Where I was while writing is a plane en route to Incheon via Chicago. I may have done the upfront work to get myself here, but my mom has been in the background helping make sure everything fell into place since I signed my contact in December.
She’s helped with all the logistics of moving from paying for the truck and its gas (as well as the gas in her car) to reminding me to find moving help to packing and keeping me on track while packing. I’ve never neither had so much help packing nor needed so much help packing. This has proved a monumental task which I wasn’t completely up to on my own.
My mom arrived the evening before I moved out of my apartment in Milwaukee. I still wasn’t done packing, despite starting the process five weeks earlier. This is what happens when one tries to work full-time, see a city of friends, and pack. She didn’t seem surprised, but after returning from seeing a movie with a friend, she helped in whatever way she could. I appreciated the help then; and I appreciate it even more after my final 24 hours Stateside.
I have never been so burnt out. Packing a year’s worth of clothes into two checked suitcases and a carry on (despite the size of my carry on) is ridiculously difficult. While I had all my clothes in these three bags when I left Milwaukee, I neglected to pack any shoes and toiletries. I unpacked everything a couple days after returning to my hometown with the intention of repacking it shortly thereafter. However, shortly thereafter turned into the night I was due to leave.
At 9:30pm (five hours before my mom and I were due to leave for the airport), I was sitting at the kitchen table, looked at my mom, and asked if she’d come back to Grandma’s with me to help me finish packing. I’d like to think she said ‘yes’ simply because I managed to ask for help and not because I was on the verge of tears…the first of many times in the coming hours. Like six days previous, she was awake with me at the wee hours of the morning, helping the best she could. She created another backup of the files on my laptop, folded freshly laundered clothes, and filled my travel toiletry bottles—a couple hours worth of work. Even if I hadn’t needed her help with the former, I certainly needed the moral support and motivation to keep packing. I kept wanting to cry in frustration and exhaustion; Mom wouldn’t let me. She kept telling me to keep going and to push through. I couldn’t fail. Not in front of her. Not when she’d done so much to ensure I got what I wanted.
If my failure at packing in a timely manner wasn’t bad enough, at a crucial time I also temporarily forgot where I put the car key. (I’m seriously cursed when it comes to car keys; I have this nasty habit of putting them places where they become irretrievable for a time.) My mom was putting my winter coat into my suitcase—per my frustrated, teary eyed request—and asked if there was anything in my pockets.
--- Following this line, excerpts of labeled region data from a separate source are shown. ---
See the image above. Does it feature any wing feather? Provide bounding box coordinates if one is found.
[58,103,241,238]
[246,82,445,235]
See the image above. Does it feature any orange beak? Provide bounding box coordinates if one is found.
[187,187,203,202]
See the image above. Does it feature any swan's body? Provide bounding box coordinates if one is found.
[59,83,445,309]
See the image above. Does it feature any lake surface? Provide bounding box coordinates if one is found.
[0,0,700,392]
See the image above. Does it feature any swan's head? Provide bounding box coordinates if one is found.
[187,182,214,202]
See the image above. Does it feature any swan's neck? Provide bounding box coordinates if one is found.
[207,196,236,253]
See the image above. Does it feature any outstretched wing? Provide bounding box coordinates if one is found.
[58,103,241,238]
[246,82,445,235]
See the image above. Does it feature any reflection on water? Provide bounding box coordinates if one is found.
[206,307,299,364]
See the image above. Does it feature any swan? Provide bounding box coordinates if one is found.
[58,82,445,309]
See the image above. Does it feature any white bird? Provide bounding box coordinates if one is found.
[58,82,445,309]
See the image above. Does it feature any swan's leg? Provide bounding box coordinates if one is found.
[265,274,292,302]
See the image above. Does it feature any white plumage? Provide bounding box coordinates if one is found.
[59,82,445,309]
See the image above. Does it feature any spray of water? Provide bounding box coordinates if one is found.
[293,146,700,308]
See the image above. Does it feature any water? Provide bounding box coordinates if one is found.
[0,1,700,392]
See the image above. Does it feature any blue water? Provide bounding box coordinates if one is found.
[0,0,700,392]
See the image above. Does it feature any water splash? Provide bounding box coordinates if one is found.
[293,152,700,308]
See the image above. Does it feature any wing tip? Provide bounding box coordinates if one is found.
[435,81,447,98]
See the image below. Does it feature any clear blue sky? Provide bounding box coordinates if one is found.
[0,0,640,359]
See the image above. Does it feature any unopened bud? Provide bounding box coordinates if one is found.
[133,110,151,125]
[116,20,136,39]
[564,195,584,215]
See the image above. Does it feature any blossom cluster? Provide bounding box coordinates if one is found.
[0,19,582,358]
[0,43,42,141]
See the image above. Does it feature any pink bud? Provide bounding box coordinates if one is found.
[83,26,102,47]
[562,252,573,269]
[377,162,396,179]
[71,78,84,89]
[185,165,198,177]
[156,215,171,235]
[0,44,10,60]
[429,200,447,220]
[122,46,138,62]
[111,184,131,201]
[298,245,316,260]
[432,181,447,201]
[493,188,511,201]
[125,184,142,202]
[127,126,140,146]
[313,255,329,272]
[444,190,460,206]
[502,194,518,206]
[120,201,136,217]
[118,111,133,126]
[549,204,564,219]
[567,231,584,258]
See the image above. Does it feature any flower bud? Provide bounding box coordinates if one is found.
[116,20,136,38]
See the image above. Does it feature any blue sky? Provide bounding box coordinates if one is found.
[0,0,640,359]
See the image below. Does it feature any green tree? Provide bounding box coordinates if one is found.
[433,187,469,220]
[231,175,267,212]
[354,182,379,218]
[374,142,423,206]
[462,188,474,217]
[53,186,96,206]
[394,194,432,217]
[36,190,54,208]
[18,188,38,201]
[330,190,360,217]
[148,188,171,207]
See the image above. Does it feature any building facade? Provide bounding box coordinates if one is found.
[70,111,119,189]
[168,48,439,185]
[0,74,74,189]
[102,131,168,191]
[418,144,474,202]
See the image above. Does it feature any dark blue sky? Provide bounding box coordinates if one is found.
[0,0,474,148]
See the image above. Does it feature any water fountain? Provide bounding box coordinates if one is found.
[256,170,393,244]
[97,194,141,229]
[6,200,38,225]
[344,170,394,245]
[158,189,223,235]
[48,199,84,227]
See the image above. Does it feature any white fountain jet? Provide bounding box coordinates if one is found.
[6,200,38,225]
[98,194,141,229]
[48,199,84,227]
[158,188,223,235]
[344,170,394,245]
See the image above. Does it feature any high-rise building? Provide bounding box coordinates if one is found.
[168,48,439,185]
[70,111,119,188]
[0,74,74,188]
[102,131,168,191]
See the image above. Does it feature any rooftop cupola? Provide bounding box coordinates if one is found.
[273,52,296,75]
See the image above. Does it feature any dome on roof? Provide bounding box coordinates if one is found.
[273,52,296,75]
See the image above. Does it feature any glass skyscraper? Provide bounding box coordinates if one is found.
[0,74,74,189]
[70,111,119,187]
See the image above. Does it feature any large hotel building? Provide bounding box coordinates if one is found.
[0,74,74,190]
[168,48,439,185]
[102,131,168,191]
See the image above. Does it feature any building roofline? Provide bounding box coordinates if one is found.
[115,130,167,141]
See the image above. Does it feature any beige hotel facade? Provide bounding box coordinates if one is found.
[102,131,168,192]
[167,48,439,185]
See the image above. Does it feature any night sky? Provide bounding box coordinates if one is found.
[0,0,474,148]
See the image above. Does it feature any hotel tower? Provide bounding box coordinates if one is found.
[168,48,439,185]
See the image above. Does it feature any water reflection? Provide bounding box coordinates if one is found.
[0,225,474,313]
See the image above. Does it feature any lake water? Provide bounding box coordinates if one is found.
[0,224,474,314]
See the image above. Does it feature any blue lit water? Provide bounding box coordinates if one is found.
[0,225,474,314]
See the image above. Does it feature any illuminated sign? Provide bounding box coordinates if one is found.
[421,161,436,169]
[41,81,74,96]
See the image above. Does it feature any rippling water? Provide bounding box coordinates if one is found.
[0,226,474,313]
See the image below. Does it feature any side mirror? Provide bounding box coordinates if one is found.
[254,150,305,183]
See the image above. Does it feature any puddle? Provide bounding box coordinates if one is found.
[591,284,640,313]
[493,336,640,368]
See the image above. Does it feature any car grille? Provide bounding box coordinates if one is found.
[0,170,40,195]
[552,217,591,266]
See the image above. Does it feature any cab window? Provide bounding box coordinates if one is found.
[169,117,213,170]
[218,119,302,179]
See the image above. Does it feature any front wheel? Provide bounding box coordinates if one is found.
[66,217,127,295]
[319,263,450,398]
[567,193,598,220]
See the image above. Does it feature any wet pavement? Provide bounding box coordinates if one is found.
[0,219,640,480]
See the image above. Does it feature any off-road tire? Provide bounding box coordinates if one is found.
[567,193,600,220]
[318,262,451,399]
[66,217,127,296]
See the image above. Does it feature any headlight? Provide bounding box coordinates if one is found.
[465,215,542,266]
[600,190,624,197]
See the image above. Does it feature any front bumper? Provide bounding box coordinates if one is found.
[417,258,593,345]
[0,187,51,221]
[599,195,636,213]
I rarely keep anything in my winter coat pockets, so I promptly responded, “No.” Wrong answer! Ordinarily this wouldn’t be a problem; we’d simply open the suitcase up and remove the key from said pocket. It was Friday the 13th though, so retrieving the key wasn’t so easy. The zipper got stuck and the clock was pushing 3:30am. Ergo, we DID NOT have time for this. After several minutes, the persistent threat of tears, and the power of teamwork, we succeeded.
Beth messes up yet again (with a car key no less), and Mom saves the day because apparently at 23-years-old, I’m still not to be trusted with a car key if the vehicle’s owner is around.
As previously mentioned, this fiasco with the car key happened just before 3:30am. I wanted to leave closer to 2am or 2:30am. 3am was the latest I wanted to leave my hometown because my flight left at 5:50am and the drive to the airport is an hour and a half. Departing at 3:30am left me very little spare time before my flight. My mom, being the rock star mom she is, got me to the airport with almost an hour to spare, helped me check in my luggage, and saw me to security.
As I said before, “I literally wouldn’t be where I am right now” if it weren’t for her.
Everything above still doesn’t include my mom giving me free-reign to her car for almost a week, so I could come and go as needed and run all my errands; the fact that she scheduled my dentist appointment for me; that she’s willing to front the costs to ship me stuff that wouldn’t fit in my suitcases; and a dozen other things.
As I’ve hopefully and clearly illustrated above, if it weren’t for my mom being the fantastic, supportive person she is, I’m not sure how I would have completed all my packing and done everything that needed to be done in order for me to make it to South Korea. Even now that I’m in South Korea, she’s still being phenomenal by staying up late to track my flight until I landed and taking care of the leftover financial things in the States (taxes, final paycheck, etc).
I can’t thank my mom enough for everything she’s done. She knows how much it means to me to live abroad and she’s done more than her share to ensure that dream became a reality.